Она права, она попадает точно в мое смятение. Но если я останусь, будет еще хуже».
Действие второе
Предваряющая запись:
«Чехов – вне настроений человека – непонятен.
Сыграть Чехова только словами – это значит совсем не сыграть его».
Второе действие открывается редким в записях Смоктуновского описанием прототипов, которые что-то могут подсказать ему самому во внешнем облике Иванова:
«Корреспондент, сидящий на полу у стены в Сингапуре.
Певец на концерте в хореографическом училище: манера двигаться, говорить, смотреть.
Один из президентов фирмы в Новой Зеландии: длинный, неторопливый, достойный».
Вряд ли тут артист описывает реальные впечатления от реальных людей. Скорее это фантазии на тему человека в предельно чуждом пространстве: певец на хореографическом вечере; корреспондент у сингапурской стены… Варианты на тему «свой среди чужих»: «длинный, неторопливый, достойный».
Смоктуновский наделил своего героя неправильным изяществом облика, особой воздушной походкой, нервной подвижностью аристократических рук. Было понятно, почему к этому Иванову тянутся окружающие, почему сходят с ума женщины. И вместе с тем он был бесконечно, как-то царственно одинок, все время как будто зяб и не мог найти покойного места.
Следом за описанием людей, чьи черты что-то подсказывали во внешнем облике героя, Смоктуновский выписал стихотворение Блока:
«Как тяжело ходить среди людей
и притворяться непогибшим…»
Смоктуновский как бы сдваивает впечатления от реальных людей и поэтический образ «живого мертвеца». Эта двойственная природа образа Иванова определила его особый характер.
Незадолго до мхатовской премьеры Иванова сыграл в «Ленкоме» Евгений Леонов. Он играл чеховского героя вариантом дяди Вани – дюжинным человеком, – Ивановым, чья жизнь и драма не претендуют на исключительность. Леонов играл Иванова как характерную роль. Смоктуновский играл Иванова лирическим героем. И, как в случае с образом в стихах Блока, дистанция между зрителем (читателем) и образом оказывалась резко сокращена.

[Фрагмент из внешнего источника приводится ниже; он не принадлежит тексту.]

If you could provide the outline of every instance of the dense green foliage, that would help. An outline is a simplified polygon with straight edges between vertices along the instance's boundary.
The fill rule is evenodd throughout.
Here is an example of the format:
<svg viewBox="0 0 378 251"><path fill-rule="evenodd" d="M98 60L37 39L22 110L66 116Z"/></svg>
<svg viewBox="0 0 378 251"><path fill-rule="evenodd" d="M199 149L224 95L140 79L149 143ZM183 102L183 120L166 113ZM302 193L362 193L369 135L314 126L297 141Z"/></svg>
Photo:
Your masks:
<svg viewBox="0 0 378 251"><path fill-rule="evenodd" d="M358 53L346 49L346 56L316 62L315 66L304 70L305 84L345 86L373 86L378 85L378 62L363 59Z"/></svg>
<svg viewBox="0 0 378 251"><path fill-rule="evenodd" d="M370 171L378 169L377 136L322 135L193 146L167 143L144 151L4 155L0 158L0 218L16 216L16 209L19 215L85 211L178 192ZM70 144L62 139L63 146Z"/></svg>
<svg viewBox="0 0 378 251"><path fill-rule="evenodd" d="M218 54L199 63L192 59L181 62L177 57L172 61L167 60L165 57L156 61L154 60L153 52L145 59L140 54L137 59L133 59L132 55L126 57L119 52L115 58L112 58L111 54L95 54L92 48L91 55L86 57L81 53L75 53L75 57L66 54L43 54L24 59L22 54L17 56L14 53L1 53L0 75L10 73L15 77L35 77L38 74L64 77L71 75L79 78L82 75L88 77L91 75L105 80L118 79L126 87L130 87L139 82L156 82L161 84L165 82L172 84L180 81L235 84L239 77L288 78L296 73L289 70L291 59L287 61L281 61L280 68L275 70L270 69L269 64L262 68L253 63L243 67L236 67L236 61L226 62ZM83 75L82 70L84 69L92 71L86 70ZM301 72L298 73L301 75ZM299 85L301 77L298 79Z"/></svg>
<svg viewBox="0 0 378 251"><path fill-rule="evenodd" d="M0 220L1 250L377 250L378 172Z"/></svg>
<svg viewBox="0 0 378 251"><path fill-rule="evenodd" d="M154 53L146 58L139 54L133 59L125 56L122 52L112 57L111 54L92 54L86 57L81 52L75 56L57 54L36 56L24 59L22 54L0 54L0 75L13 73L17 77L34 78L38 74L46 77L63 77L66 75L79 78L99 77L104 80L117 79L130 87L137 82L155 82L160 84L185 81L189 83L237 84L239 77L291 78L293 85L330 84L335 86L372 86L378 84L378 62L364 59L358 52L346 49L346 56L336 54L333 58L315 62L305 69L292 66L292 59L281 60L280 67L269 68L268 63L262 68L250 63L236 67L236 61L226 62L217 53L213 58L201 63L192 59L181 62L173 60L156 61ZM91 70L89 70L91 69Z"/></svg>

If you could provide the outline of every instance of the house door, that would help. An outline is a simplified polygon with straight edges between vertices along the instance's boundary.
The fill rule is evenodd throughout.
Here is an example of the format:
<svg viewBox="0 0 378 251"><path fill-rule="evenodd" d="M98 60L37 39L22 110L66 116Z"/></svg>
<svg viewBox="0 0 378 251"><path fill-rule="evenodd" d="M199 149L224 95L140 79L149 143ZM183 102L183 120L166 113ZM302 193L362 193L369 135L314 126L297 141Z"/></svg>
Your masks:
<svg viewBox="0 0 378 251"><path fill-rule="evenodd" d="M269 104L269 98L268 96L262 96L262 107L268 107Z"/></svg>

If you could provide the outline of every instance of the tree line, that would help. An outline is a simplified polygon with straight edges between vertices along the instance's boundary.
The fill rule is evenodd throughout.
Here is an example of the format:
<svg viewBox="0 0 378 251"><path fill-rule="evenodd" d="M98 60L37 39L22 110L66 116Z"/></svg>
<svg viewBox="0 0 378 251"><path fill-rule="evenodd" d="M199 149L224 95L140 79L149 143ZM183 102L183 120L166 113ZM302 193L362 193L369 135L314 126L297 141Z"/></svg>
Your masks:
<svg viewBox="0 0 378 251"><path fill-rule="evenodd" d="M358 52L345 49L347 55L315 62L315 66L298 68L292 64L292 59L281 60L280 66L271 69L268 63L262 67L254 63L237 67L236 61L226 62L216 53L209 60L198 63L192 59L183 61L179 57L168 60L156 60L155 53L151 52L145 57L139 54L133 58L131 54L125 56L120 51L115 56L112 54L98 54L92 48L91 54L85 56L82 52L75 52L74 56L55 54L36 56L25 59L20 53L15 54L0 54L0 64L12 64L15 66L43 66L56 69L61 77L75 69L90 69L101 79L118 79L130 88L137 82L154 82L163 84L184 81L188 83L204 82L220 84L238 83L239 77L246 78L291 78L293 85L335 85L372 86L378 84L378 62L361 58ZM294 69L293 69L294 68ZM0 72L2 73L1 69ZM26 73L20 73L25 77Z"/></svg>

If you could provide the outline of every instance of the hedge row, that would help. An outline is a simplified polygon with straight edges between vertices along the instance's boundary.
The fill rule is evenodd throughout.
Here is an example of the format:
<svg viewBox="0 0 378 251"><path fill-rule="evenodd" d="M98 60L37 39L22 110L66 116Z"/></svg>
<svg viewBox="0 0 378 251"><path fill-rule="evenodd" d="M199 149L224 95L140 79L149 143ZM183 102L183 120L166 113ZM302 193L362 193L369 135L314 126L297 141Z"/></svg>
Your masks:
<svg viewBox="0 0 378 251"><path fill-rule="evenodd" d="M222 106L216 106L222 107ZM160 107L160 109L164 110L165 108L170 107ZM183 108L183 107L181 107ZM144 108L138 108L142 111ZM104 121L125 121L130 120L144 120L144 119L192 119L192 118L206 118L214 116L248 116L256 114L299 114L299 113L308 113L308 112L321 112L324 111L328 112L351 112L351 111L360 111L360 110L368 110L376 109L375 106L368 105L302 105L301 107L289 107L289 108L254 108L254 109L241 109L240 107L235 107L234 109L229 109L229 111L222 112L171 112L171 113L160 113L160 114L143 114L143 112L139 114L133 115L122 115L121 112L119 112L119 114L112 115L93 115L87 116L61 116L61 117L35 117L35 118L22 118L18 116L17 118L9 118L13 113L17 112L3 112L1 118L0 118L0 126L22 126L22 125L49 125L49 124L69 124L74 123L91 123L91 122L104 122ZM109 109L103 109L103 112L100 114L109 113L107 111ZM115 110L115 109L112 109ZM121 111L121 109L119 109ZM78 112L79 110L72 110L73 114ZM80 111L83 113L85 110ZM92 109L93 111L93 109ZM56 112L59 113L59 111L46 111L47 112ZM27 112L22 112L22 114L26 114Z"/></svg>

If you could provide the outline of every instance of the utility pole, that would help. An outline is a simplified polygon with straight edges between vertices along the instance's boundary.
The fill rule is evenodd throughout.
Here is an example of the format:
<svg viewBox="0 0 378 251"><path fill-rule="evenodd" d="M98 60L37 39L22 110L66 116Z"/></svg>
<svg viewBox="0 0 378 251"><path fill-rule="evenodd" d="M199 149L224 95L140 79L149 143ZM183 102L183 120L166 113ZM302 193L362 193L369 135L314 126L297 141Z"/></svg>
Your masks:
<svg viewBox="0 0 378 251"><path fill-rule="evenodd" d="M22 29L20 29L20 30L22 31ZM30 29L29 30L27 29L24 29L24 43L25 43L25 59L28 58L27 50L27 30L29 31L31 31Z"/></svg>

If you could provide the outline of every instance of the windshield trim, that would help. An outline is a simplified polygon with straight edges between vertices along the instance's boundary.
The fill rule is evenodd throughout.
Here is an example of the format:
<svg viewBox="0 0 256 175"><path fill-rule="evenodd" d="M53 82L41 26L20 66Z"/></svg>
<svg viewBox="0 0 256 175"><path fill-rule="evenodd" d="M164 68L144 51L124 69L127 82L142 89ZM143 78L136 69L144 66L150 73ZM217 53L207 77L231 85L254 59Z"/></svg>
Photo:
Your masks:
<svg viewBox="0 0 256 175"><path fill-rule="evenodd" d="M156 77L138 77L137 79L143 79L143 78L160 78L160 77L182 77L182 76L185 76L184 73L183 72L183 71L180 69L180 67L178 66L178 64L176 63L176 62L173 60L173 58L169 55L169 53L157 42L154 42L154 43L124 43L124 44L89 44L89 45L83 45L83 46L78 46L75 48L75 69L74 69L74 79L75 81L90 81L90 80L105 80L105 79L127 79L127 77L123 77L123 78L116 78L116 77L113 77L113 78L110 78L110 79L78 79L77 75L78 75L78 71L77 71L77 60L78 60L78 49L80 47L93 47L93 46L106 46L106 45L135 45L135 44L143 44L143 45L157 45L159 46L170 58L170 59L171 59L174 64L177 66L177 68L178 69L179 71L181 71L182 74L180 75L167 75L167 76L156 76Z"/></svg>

Этот Иванов воспринимался сидящими в зрительном зале как человек необыкновенно близкий, на чьи поступки, реакции, слова невозможно смотреть со стороны и оценивать их беспристрастно. Иванов выделялся белой вороной среди окружающих его персонажей, сыгранных как характерные роли. На вечеринке у Лебедевых он был героем трагедии среди водевильных персонажей. В нем, по определению Смоктуновского, жила тайна и мучило чувство вины. Он томился.
Смоктуновский определил внутреннюю сквозную линию 2‐го акта:
«Весь этот акт хочет уехать, но как же Сарра, как же уехать от нее!»
Чувство тоски растет. Он уже не просто мечется из дома в гости, но хочет вырваться отсюда совсем. Но не пускает чувство вины и ответственности.
Ища привлекательные черты в Иванове, которые бы позволили ему понять и принять этого человека, Смоктуновский отмечал его совестливость: не ищет виноватых, всю вину берет на себя:
«Он прекрасен тем, что никого не винит – предполагает, что вина в нем».
Он ощущает свою отдельность от окружающих людей и воспринимает ее тоже как свою вину:
«Вина в том, что чувствую, что совсем-совсем другой.
Здесь может совершиться непоправимое. Шабельский тут. Боркин распоясался и находит поддержку».
Центр действия – встреча с Сашей, начавшийся перелом в их отношениях, та петля, которая помимо воли захлестывает людей, которых тянет друг к другу. Смоктуновский укрупняет чувство Иванова к влюбленной в него девочке-соседке, приподнимает его.
В записях на полях артист как бы разделяет и раскладывает по полочкам сложный клубок чувств, которые испытывает Иванов рядом с Сашей:
«Знает, чувствует ее любовь к себе».
Восхищение ее молодостью и силой:
«Я чувствую ее силу и деятельность, которыми обладал когда-то.
Саша – спасительное-жизнеутверждающее».
Стыд за собственную слабость, за то, что он не такой, каким его видит влюбленная девочка:
«Ты не заблуждайся во мне, я – не Гамлет, совсем не Гамлет.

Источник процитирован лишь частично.